In these cases, the thread releases the GIL while it waits, allowing other threads to run. So while it’s not parallel, it’s still concurrent, and can significantly speed up programs that would otherwise sit idle during I/O waits.
🔧 Common I/O-bound tasks:
Web scraping
File downloads/uploads
Reading large files
Database queries
Network services (sockets, APIs)
When to Use Multiprocessing in Python
For CPU-bound tasks — anything involving heavy computation — multiprocessing is the tool of choice. Unlike threads, each process runs in its own interpreter with its own GIL, which means they can run in true parallel on separate CPU cores.
🧠 Why it works:
Python’s GIL only limits threads, not processes
Each process has its own memory space and Python interpreter
Great for tasks that max out the CPU
🔧 Common CPU-bound tasks:
Image and video processing
Data analysis, ML model training
Math-heavy algorithms
File compression or encryption
Parsing and transformations at scale
Threads vs Multiprocessing: Quick Comparison Table
Feature | threading | multiprocessing |
Best for | I/O-bound tasks | CPU-bound tasks |
Uses shared memory? | ✅ Yes | ❌ No (separate memory spaces) |
GIL limited? | ❌ Yes (threads compete for GIL) | ✅ No (each process has its own GIL) |
True parallelism? | ❌ No | ✅ Yes |
Setup cost | Low (lightweight) | Higher (processes are heavier) |
Communication between workers | Easy (shared variables) | Harder (use Queue, Pipe, etc.) |
Overhead | Minimal | Higher, due to separate processes |
Debugging | Easier | Trickier (especially across platforms) |
My Takeaway as an Engineer
Coming from Java and Unix, I assumed the concurrency rules I’d learned were universal: threads are always better than processes — faster, cheaper, simpler.

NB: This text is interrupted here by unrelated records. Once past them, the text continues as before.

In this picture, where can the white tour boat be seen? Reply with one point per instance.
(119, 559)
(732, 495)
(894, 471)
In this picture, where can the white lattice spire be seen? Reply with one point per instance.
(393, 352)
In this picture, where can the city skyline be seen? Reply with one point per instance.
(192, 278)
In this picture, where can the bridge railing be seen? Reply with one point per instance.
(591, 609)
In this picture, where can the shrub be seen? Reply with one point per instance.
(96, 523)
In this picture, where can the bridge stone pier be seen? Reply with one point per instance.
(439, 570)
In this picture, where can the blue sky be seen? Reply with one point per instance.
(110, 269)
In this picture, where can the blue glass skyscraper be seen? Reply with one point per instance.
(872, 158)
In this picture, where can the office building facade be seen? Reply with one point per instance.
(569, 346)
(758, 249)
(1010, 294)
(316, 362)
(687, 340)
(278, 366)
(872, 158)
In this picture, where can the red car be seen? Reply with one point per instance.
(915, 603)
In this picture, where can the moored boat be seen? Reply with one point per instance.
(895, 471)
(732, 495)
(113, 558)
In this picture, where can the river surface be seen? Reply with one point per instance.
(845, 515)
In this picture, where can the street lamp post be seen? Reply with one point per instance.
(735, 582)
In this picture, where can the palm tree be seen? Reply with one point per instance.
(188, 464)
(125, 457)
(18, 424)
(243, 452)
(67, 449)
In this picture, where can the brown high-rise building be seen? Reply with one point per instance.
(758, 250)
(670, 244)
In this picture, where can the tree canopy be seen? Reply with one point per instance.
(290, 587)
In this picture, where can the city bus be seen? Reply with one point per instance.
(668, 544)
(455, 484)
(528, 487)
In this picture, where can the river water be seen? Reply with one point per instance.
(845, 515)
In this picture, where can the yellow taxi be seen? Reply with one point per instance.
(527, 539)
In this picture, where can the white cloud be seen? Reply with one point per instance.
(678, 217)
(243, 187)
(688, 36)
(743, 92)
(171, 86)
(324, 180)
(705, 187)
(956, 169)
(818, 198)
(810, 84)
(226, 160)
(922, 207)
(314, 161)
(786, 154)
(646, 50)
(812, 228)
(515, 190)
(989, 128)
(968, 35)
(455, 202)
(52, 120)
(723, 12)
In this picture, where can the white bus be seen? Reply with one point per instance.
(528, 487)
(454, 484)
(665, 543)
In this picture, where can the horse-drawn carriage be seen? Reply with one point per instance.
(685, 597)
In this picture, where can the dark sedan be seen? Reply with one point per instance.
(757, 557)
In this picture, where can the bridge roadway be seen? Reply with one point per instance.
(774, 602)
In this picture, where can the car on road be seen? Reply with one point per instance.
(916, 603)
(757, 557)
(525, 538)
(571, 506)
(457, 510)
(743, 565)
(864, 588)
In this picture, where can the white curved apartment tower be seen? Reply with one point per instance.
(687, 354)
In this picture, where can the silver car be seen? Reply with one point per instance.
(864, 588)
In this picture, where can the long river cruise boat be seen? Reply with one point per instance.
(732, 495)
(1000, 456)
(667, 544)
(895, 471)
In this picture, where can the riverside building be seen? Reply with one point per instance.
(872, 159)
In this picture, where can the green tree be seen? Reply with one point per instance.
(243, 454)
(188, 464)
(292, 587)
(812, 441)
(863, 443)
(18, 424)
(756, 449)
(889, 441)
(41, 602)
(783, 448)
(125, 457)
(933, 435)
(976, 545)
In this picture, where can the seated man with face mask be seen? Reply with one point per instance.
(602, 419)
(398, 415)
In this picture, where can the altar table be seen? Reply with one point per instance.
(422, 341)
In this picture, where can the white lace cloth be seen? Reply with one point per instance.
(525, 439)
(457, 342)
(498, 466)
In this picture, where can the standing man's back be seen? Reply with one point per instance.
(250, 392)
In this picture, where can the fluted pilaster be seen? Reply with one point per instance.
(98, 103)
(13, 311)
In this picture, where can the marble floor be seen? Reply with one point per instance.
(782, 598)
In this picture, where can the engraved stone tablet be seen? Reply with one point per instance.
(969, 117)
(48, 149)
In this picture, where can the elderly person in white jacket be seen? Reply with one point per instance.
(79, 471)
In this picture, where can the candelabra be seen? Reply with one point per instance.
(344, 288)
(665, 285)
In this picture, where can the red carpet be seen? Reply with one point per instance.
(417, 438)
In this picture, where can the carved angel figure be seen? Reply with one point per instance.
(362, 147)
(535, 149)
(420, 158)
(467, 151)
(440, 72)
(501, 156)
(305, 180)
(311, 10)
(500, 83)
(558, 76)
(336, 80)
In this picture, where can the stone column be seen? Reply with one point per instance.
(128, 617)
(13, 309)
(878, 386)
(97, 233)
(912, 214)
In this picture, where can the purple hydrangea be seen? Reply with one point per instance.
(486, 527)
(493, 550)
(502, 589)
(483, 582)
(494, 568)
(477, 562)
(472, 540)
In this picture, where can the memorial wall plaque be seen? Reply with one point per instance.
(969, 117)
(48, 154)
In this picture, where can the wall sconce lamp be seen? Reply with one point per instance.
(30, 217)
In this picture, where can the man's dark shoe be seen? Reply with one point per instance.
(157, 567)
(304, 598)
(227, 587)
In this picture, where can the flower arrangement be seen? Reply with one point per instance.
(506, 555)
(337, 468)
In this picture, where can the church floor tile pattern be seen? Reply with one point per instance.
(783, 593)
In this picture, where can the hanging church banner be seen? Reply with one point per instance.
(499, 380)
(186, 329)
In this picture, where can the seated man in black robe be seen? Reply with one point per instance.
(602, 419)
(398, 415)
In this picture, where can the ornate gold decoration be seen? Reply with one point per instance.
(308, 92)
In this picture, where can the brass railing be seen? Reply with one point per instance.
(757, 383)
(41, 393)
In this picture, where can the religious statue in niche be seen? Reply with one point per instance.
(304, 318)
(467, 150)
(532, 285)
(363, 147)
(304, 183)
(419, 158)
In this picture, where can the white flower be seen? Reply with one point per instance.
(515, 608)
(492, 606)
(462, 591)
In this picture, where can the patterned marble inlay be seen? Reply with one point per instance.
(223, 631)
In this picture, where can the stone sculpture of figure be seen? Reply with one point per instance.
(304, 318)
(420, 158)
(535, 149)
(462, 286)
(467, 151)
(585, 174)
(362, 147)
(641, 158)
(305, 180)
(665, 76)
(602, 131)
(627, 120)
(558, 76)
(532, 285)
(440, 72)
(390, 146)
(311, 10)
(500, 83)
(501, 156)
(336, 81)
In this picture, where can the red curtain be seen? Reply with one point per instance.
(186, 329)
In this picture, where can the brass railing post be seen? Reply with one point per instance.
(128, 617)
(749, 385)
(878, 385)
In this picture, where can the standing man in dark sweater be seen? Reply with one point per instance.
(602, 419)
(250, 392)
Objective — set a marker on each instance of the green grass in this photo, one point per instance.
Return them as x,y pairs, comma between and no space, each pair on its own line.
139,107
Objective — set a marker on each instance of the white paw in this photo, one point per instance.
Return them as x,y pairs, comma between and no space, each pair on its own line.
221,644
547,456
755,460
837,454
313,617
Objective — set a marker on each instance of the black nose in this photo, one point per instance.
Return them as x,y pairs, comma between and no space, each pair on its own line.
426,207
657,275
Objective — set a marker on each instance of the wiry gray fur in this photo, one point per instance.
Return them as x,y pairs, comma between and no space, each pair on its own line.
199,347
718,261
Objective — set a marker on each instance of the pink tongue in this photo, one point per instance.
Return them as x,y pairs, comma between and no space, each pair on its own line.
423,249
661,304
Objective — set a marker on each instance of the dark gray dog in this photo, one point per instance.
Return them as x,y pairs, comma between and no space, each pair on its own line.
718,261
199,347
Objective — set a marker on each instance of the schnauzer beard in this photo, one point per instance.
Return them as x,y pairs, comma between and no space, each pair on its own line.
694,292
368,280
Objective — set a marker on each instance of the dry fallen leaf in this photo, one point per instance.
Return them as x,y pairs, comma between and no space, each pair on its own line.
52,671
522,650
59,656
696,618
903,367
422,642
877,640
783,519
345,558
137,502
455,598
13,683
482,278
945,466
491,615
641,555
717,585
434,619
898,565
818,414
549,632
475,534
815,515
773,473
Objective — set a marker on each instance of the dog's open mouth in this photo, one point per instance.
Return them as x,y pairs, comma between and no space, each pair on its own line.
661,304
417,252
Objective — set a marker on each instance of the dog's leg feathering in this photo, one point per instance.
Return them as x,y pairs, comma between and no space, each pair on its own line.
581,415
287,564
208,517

But Python taught me otherwise.
Understanding the GIL shifted my mental model. I had to stop thinking in terms of “just spawn a few threads” and start thinking about the nature of the task itself. Is it CPU-heavy? Use processes. Is it I/O-heavy? Use threads. This distinction became not just a performance tweak, but a fundamental design decision.
In Python, you can't assume concurrency == speed. You have to understand:
What is the bottleneck?
How does the GIL affect your code?
Which parts of your app are waiting vs working?
That’s what makes Python concurrency special: it forces you to know your workload deeply before choosing your tools.
Conclusion
If you’re new to Python and concurrency, here’s the hard truth:
Don’t blindly use threads expecting performance gains.
Python is different — not worse, not better, just unique. The GIL makes threading useful only in specific situations, and real parallelism only comes with multiprocessing.
So before you build that next parallel task, ask:
Is this I/O-bound? → Use threading or asyncio
Is this CPU-bound? → Use multiprocessing
Knowing that difference will save you time, frustration, and a lot of head-scratching.
In the end, concurrency in Python isn’t just about speed — it’s about strategy. And once you learn the rules, you can bend them to your will.